Just before I read Dirty Birds, I attempted to read Quichotte by Salman Rushdie, and I was surprised by the parallels. Both protagonists are on a quest to make a woman love them. Although Rushdie’s protagonist is old and Murray’s is young, both are naïve and deluded. Road trips are part of each novel, and so is satire—Rushdie’s for the cult of personality and big pharma, among other things, Murray’s for the Montreal art scene and the young man as artist. I found Murray’s book more successful and a lot funnier.
Milton Ontario is a hapless young man who is not only utterly average but characterized by the extent of his naiveté and inexperience. He gets an idea in his head that he wants to be a poet, even though he writes atrocious poetry (at first dedicated to the love of his life, Ashley, and later to the love of his life, Robin), so he sets out from his small town for Montreal and a tiny room he has rented sight unseen in a dilapidated, filthy house full of students and would-be artists. There he attempts to enter the art scene and falls in love with Robin, the maker of a seven-minute documentary entitled Dirty Birds, who is almost unaware of his existence.

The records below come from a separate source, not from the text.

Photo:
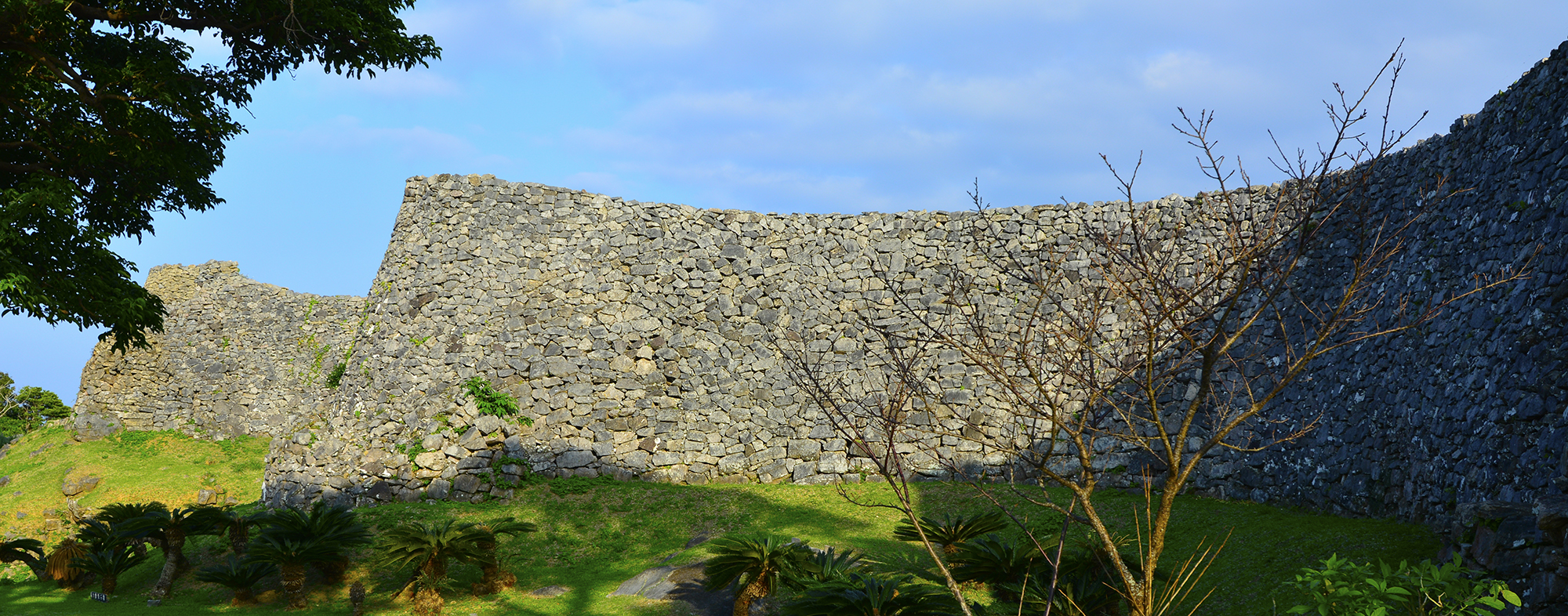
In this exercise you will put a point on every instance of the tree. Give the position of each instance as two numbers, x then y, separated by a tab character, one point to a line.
871	596
951	532
430	548
338	527
117	515
26	551
1164	336
238	576
109	565
172	527
239	529
60	565
496	578
292	557
26	410
755	563
104	121
296	540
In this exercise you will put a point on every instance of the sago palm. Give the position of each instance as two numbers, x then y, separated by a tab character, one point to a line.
239	578
239	529
175	526
869	596
430	549
109	563
829	567
757	565
117	515
292	557
496	578
949	532
339	531
1001	563
29	553
59	565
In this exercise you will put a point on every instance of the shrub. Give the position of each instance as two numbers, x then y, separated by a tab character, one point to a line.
1425	590
490	400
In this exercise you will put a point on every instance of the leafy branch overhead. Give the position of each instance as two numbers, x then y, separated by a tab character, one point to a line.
104	121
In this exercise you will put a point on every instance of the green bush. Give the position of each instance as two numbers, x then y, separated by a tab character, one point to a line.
493	402
1343	589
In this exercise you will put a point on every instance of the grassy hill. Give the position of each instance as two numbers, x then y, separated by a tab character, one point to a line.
593	534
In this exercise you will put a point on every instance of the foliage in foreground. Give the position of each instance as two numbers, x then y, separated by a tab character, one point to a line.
104	121
1345	589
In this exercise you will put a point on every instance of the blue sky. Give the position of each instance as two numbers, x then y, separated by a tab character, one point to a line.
799	107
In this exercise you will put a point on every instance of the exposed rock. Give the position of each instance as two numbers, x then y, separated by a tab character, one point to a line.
79	487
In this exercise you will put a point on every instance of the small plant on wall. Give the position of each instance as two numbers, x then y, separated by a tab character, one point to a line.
493	402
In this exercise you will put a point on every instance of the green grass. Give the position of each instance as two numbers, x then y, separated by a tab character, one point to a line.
593	535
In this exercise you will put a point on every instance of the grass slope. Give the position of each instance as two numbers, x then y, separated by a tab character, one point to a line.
595	535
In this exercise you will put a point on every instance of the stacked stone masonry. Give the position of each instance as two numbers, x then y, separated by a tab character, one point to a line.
637	338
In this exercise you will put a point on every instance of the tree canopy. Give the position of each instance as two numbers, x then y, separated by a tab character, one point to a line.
23	410
106	121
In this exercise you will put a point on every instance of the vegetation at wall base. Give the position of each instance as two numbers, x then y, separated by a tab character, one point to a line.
26	410
598	534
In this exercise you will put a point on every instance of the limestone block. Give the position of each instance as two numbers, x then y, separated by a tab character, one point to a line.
576	458
432	460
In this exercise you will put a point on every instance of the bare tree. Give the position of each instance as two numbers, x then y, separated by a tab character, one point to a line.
1160	336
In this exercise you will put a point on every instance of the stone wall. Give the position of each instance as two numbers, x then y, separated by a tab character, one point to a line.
636	338
236	358
1462	424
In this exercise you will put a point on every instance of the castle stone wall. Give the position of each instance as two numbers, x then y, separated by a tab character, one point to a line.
637	339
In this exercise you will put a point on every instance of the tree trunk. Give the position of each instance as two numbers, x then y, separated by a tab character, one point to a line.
332	571
40	568
429	603
173	554
294	585
749	595
239	537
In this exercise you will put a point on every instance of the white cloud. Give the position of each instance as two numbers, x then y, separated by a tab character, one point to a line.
349	134
1189	71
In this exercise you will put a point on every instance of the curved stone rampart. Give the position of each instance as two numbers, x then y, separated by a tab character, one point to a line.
636	338
236	358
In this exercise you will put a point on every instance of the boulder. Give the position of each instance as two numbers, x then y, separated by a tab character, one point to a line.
85	485
1552	516
440	490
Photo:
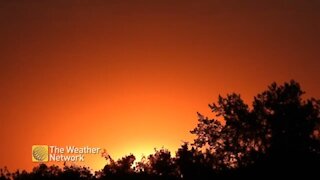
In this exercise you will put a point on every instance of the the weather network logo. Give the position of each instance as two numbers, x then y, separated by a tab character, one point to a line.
40	153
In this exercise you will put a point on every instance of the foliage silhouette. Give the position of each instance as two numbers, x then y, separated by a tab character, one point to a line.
278	136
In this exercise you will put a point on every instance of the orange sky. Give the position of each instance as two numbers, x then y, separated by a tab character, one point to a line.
130	76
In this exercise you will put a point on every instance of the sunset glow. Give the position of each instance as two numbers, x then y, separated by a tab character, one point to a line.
130	76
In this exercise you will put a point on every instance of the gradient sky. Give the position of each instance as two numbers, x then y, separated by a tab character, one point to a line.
129	76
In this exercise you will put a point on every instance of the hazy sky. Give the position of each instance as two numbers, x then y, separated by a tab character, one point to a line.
129	76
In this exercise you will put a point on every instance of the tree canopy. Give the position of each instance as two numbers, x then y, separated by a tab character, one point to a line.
279	134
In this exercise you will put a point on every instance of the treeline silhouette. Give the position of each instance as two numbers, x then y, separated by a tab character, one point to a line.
277	137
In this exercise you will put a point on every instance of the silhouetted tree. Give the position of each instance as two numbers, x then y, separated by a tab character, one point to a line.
279	131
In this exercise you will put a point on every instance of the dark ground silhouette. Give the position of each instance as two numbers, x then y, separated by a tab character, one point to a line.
278	137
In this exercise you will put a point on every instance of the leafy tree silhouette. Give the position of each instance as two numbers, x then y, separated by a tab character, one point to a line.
279	135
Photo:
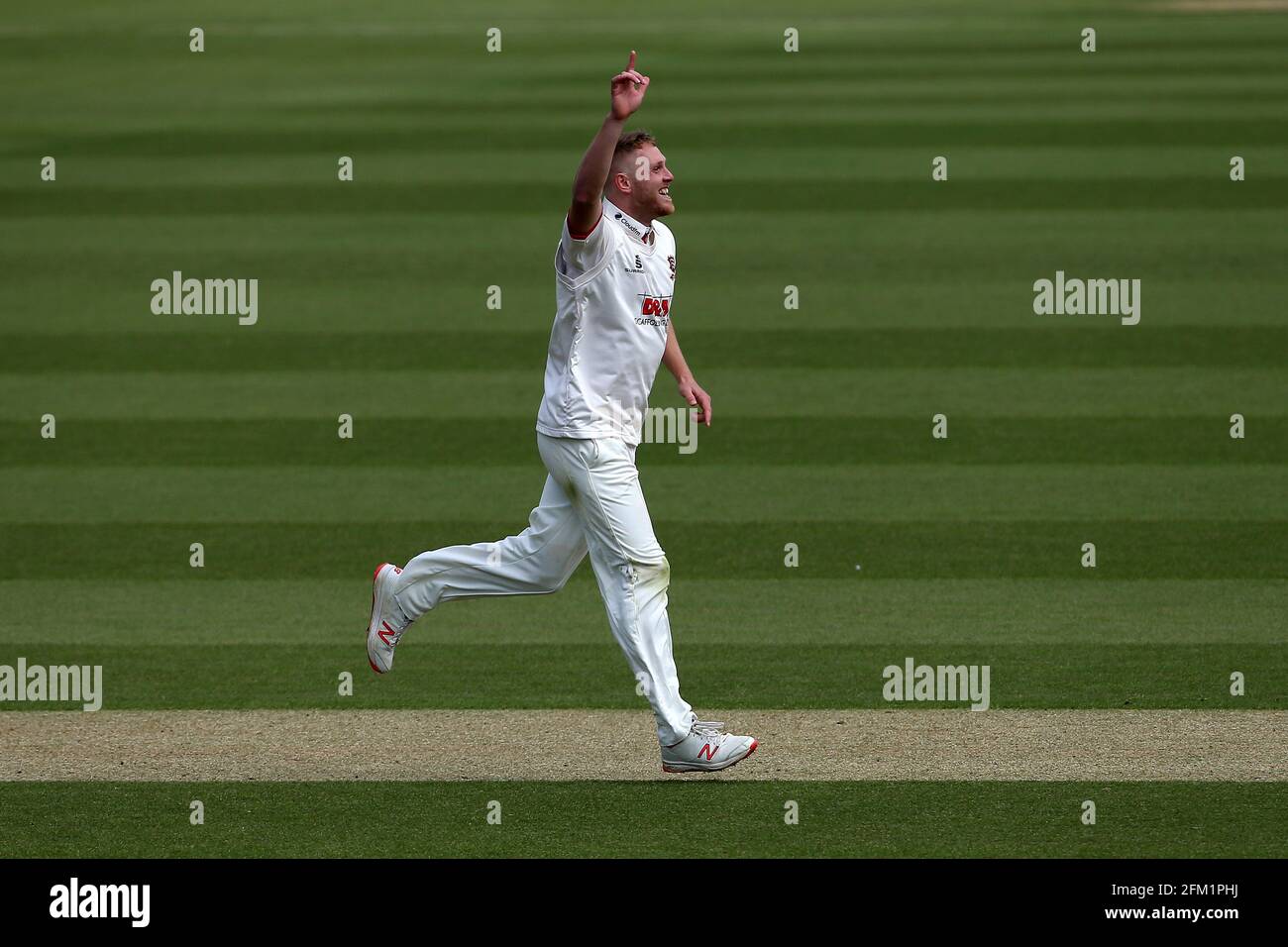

Milton stumbles through a series of horrendous jobs horrendously performed and meets a cast of rowdy, raucous characters. He inadvertently starts a riot and gets to meet his hero, Leonard Cohen, only to find he is a mob boss (where I think the novel starts to go a bit astray). In among all this silly action is a series of footnotes enlightening us about the history of Canadian mistreatment of indigenous peoples, Newfies, and French-Canadians, among others.
Although I think it gets a little carried away with itself (and I didn’t like the part about the late, great Cohen), for the most part, this novel is a hoot.